日常生活用具給付等事業では、生活用具だけでなく住宅をバリアフリーにするための改修費も対象です。
5.障害者総合支援法のサービス申請方法
障害者総合支援法に基づいた自立支援給付の介護給付や訓練等を受けるには、以下のような流れに沿って申請します。
- 市町村の窓口に申請し、障害支援区分の認定を受ける
- 「サービス等利用計画案」を「指定特定相談支援事業者」で作成し、市町村に提出
- 支給決定
- サービス担当者会議
- 実際に利用する「サービス等利用計画」を作成
- サービス利用を開始
- 必要に応じて利用計画の見直し(モニタリング)
サービスを利用したいと思ったら、まずは、市町村の窓口に申請し「障害支援区分の認定」を受けます。
ただし、障害福祉サービスの種類によっては、認定が必要ないサービスもあるので、市町村の窓口にて問い合わせてみましょう。
申請が完了し支給が決定したら、サービスの担当者が会議を開き計画案を踏まえた上でどのようなサービスを提供するかを決めていきます。
その後サービス事業者等との打ち合わせを行い「サービス等利用計画」を作成し、実際にサービス利用を開始します。
利用開始後は、モニタリングと呼ばれる一定期間を定めて、サービス等の利用状況の検証と計画の見直しを行うのが一連の流れです。
6.改正を重ねて見えてきた障害者総合支援法の今後の展望と課題
2024年4月より施行される障害者支援法では、障害者が安心して地域生活を送るための支援体制や障害者雇用の見直しなど、障害の特性や個人のニーズに合った柔軟な対応を求められるようになりました。
しかし、民間企業の法定雇用率は2023年12月時点では2.3%ですが、実際は2.25%、達成企業の割合は48.3%に留まっています。
また、厚生労働省が発表した「令和4年 障害者雇用状況の集計結果」によると、令和4年度の法定雇用率未達成企業は55,684社あり、多くの民間企業は未到達です。
改正を重ねても、障害者のニーズに合った働き方や生活の選択ができなければ、障害者総合支援法そのものの意味がなくなってしまいます。

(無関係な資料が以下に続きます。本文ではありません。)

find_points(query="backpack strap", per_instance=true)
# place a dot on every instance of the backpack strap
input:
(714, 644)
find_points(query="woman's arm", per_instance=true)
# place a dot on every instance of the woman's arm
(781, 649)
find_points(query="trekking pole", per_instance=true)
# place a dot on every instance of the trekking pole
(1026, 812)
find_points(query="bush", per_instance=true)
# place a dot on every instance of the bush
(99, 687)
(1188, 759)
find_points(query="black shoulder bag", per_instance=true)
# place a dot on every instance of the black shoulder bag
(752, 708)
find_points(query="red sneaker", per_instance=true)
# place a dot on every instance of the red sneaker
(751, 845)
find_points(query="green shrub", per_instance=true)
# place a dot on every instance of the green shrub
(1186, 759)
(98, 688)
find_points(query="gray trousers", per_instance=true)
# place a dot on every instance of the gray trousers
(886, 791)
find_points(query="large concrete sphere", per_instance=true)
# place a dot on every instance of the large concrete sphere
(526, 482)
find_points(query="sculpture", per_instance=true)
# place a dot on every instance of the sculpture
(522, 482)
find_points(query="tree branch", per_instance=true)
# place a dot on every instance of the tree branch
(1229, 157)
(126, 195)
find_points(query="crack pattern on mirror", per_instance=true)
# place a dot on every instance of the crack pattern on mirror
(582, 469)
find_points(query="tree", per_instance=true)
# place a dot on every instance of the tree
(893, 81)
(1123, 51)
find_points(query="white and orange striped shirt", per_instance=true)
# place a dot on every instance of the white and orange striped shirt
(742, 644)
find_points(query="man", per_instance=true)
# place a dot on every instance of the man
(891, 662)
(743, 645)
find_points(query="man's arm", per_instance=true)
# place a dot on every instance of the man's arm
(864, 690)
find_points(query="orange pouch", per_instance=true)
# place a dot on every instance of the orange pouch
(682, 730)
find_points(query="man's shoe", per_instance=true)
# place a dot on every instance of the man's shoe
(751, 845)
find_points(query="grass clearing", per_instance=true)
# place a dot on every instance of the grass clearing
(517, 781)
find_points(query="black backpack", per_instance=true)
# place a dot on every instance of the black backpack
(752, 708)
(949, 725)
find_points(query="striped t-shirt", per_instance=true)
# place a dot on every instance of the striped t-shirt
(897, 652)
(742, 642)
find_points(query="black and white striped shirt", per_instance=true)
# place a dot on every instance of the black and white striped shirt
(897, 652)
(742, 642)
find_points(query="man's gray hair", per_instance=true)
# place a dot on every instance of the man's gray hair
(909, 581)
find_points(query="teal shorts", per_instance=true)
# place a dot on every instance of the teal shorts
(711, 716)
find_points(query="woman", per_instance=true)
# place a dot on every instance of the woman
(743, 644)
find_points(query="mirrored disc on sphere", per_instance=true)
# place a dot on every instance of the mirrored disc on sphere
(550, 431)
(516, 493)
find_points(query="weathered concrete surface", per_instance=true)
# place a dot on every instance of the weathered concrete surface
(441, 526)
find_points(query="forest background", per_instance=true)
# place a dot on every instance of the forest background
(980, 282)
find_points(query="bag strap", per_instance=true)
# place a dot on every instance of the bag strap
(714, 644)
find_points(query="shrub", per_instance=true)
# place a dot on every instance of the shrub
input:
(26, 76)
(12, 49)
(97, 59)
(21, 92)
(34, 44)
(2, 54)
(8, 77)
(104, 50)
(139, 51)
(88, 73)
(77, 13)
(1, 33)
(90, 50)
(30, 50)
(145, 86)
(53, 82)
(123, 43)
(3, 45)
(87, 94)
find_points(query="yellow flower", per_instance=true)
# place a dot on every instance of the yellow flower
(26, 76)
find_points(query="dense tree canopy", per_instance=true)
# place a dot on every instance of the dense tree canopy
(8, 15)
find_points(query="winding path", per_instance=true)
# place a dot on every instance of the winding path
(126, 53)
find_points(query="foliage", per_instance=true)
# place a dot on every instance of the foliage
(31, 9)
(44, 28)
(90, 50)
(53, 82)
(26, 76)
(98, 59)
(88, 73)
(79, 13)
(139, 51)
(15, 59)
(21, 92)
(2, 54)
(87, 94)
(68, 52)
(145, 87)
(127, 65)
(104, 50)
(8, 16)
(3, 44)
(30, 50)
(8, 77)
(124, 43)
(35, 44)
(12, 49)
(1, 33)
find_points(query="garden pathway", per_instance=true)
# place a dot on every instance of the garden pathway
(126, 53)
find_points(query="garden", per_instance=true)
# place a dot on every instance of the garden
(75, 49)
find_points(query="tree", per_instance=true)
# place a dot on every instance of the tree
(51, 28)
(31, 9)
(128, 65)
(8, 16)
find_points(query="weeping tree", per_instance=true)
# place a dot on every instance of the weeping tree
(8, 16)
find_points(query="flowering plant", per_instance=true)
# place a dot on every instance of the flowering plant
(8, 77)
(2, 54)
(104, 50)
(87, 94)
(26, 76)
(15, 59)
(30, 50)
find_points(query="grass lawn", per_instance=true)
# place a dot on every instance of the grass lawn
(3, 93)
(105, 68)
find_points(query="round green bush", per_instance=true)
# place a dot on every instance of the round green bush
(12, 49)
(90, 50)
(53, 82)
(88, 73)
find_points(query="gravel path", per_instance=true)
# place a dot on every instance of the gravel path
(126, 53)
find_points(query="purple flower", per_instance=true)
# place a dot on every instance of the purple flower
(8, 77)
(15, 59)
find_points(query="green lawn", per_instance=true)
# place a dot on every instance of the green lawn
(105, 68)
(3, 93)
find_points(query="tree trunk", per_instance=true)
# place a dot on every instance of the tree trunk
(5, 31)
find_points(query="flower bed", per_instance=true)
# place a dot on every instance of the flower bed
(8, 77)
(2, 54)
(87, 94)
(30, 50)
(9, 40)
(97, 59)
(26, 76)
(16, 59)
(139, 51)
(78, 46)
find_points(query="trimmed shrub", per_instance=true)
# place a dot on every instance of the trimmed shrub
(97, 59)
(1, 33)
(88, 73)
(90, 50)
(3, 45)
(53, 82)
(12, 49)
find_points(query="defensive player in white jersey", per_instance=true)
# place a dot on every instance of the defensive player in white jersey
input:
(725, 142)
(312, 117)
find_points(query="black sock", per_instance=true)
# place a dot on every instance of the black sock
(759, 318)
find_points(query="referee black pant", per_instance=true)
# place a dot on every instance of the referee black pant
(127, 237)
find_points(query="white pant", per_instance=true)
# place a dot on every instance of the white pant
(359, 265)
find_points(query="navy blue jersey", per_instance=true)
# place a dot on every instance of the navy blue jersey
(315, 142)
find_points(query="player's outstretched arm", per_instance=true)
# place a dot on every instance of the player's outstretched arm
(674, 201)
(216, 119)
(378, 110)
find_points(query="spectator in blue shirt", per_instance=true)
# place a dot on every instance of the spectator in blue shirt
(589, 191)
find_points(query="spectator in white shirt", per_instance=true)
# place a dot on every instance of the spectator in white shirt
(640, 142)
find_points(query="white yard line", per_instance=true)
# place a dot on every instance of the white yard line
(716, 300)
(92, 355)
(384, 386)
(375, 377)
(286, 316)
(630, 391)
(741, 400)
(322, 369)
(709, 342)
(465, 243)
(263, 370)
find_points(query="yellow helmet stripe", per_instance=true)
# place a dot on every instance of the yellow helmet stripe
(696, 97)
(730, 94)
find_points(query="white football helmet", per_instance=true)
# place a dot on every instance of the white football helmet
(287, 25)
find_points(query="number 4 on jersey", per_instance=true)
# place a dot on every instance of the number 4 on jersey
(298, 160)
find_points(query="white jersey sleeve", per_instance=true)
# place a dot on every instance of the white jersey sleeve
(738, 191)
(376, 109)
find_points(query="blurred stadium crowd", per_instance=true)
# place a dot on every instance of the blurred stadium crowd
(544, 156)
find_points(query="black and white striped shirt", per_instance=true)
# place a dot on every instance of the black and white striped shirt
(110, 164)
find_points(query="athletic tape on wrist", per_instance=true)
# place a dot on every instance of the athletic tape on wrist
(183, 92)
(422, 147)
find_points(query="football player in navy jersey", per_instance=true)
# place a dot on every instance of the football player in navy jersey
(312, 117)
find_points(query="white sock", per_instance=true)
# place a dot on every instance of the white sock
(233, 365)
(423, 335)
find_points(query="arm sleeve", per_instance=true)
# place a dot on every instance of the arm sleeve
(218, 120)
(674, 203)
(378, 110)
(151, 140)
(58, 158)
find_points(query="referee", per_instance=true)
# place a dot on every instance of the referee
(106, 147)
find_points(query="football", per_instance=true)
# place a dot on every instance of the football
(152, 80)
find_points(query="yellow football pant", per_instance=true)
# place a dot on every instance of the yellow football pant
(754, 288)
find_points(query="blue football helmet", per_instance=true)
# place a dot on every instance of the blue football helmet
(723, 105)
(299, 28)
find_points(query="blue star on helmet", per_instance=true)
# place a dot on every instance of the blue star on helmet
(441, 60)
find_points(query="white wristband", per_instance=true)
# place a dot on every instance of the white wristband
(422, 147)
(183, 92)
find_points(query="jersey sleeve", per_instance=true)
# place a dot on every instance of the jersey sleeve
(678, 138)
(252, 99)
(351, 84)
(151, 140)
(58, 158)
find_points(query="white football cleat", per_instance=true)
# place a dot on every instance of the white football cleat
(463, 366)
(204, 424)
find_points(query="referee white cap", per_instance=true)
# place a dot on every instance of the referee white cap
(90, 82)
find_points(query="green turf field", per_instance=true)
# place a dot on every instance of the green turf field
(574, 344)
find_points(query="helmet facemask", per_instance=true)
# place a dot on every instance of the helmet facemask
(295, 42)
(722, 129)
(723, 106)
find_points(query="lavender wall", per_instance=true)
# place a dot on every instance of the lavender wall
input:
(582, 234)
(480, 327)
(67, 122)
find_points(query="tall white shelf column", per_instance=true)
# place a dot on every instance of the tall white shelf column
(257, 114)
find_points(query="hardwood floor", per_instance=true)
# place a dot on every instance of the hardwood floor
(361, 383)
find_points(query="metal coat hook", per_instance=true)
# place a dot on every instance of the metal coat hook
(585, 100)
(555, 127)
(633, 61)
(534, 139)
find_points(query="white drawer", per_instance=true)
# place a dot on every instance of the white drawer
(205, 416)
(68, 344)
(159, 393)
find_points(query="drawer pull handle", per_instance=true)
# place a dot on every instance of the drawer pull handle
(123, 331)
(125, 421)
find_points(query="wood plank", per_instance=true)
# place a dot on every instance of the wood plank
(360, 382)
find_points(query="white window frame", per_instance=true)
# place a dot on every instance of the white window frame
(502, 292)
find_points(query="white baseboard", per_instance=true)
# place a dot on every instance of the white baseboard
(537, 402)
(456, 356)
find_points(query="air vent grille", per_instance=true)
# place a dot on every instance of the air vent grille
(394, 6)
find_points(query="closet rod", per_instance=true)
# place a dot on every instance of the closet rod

今後は、改正内容がきちんと実行され、障害者の声が結果に反映されることが課題です。
7.最後に
今回は、障害者総合支援法の改正内容のポイントについて6つ解説してきました。
筆者としては、改正により、この法律の基本理念である「障害者の基本的人権」が尊重され、どこで働き暮らしどんな支援サービスを受けるかは本人が決められるように選択肢がさらに充実した印象を受けました。
また、障害者と健常者が地域社会で当たり前に共生できるよう、支援や体制の強化が整備されている印象です。
障害者総合支援法は、今後も、ニーズの変化とともに、障害者がより良く生きるための定期的な改正が期待されます。
そのためには、障害者本人だけでなく、障害福祉に関連する事業者も今回の改正内容をしっかりと把握することが大切だといえるでしょう。